Mindfulness

Open tangerine fruit isolated on white

Se ne fa un gran parlare ultimamente!
Ma che cos’è la mindfulness?
La parola mindfulness si traduce con “consapevolezza”.
Le mie allieve hanno questa parola fuori dagli occhi. Ad ogni lezione di yoga la ripeterò almeno una trentina di volta. Mentre studiamo un asana ( portate la vostra consapevolezza al bacino e fate partire il movimento da lì), durante il rilassamento ( portate ora la vostra consapevolezza al respiro…).

Ma cosa significa allora essere consapevoli?

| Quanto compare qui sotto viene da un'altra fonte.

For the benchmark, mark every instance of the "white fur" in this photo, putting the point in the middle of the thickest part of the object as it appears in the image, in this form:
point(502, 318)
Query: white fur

Significa “prestare attenzione”
Jon Kabat-Zinn, colui che è stato uno dei pionieri di questo approccio descrive tre situazioni, che se presenti, concretizzano il prestare attenzione.
1. Con intenzione: quindi con la piena volontà di farlo.
2. Al momento presente: io sto prestando attenzione a questo momento e a nessun altro.
3. In modo non giudicante: ciò a cui sto prestando attenzione non è ne positivo ne negativo. E’ semplicemente il momento che sto vivendo.

Facciamo un esempio.
In questo momento io sono al pc a scrivere questo articolo.
Sono concentrata su ciò che sto scrivendo, sulle parole giuste che devo trovare per farvi comprendere i concetti che desidero condividere con voi. Sto prestando attenzione ad ogni parola, la mia mente è solo qui. Non è altrove.
Ma se mentre scrivo, comincio a pensare alla montagna di panni da stirare che mi aspettano nell’altra stanza, alla lista della spesa che devo preparare o a cosa cucinerò stasera quando marito e figlia rientreranno… Beh! Non sono più mindful.
Ovviamente vale anche il contrario.
Quando avrò finito di scrivere questo articolo, andrò nel ripostiglio a prendere l’asse e il ferro da stiro e comincerò a stirare. Sarò mindful se in quel momento la mia mente sarà attenta a ciò che starò facendo e non pensando a ciò che ho scritto in questo articolo, o se piacerà o meno oppure se verrò ogni cinque minuti a verificare se ci sono commenti.
Questa è una bella sfida!

Coltivare un atteggiamento mindful è un vantaggio.
Avere attenzione per il momento presente significa vivere pienamente la nostra vita, aprirci a delle esperienze anche magari inaspettate e significa anche vivere i momenti di disagio, di dolore e di sofferenza in modo diverso. Si, perchè la mindfulness invita a “buttarsi” nei momenti difficili e vivere appieno anche quelli invece di rifiutarli, come risulta più facile fare e come invita a fare la mentalità odierna.
Claudia Porta nel suo e-book “Mindfulness per genitori” dice:
” Mindfulness significa sentire, con tutti il proprio essere, il vento sulla pelle, il profumo dei fiori, le onde del mare che accarezzano i piedi. Ma mindfulness significa anche sentire, con tutto il proprio essere, la tristezza, la sofferenza, il senso di impotenza. Accettare queste sensazioni non vuol dire essere passivi e rinunciare a trovare una soluzione.
Se un fiume vi sbarra la strada dovrete fermarvi e costruire un ponte o un’imbarcazione che vi aiuti ad attraversarlo. Volendo a tutti i costi attraversarlo a piedi, rischierete di annegare.
Se avete perso una persona cara non potete riportarla indietro. Dovrete attraversare ( con i vostri mezzi e i vostri tempi) il fiume della vostra tristezza per potervi ritrovare al sicuro sull’altra sponda.
… nel mio piccolo, io ho scoperto che i momenti difficili sono delle scorciatoie verso la consapevolezza.”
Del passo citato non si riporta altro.